The National Meet was not a lone effort to hear from the civil society but a follow-up to a Jharkhand state-level consultation that Dasra organised on May 21, 2021. At this consultation too, we heard of similar challenges that organisations are facing. At the organisation level, health of staff has been affected in the pandemic, and travel restrictions and Covid precautions have made communication with communities difficult. There have also been funding cuts or repurposing of the funds to respond to the Covid crisis. At the community level Impact, marginalised and vulnerable communities have been pushed into further marginalisation and vulnerability, particularly due to the loss of livelihood, and vaccine hesitancy remains a behavioural issue. You can read more about the Jharkhand CoP meet here. These consultations are part of the larger action plan that DAC has put in place to respond to the situation. However, we hope that these conversations will help DAC build a charter of recommendations for the government as well as for other key stakeholders.
This National and State-Level CoP Meets were steps towards understanding the many challenges that the sector and our country’s young people are currently facing, in light of the second wave.
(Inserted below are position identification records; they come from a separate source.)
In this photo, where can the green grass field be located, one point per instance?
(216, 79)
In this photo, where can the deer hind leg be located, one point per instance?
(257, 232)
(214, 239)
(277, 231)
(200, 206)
The conversation highlighted not only several key priority areas, but also the need for a coordinated and shared response from stakeholders across the sector to ensure that we are able to protect and support our communities.
Based on the conversations between organisations and young people, the following have emerged as key priorities for youth-facing organisations (see Annexure, Questions 6):
Mental health among young people
Education for young people
SRHR for adolescent girls
Livelihood and well-being
How to engage with young people
We also heard from the organisation about their interest in engaging in more such conversations around young people and their communities (see Annexure, Questions 7-8). Thus, as we move forward, here is how Dasra hopes to leverage the power of the community:
Invite Collaborations: Invite organizations, networks or initiatives to partner with us to include the civil society for their perspectives and feedback so that any material we create has the input of practitioners serving the most vulnerable.
Amplify and Disseminate: Exchange useful efforts with this group of organizations and campaigns, and create a match-making efforts to facilitate an efficient way of mutual sharing that will be valuable to all.
Engage Adolescents and Young People: In everything we do, we hope to include and centre the needs, perspectives and inputs from young people themselves. We are in the process of bringing together a set of young people to form our working group to review and steer our efforts. We also hope to continually incorporate the participation of young people from partner NGOs to have their representation. We look forward to having you help us through this process and recommend adolescents and young people to include in this group.
Document Systems Change and Scaling Solutions and Failures: Through the above, we hope to also document certain efforts that are working on systems change or best practices and models that could scale. This is a time of innovating and working in an unrelenting environment and we are aware that there will be many challenges and pitfalls. These are equally important to understand, track and share learnings from.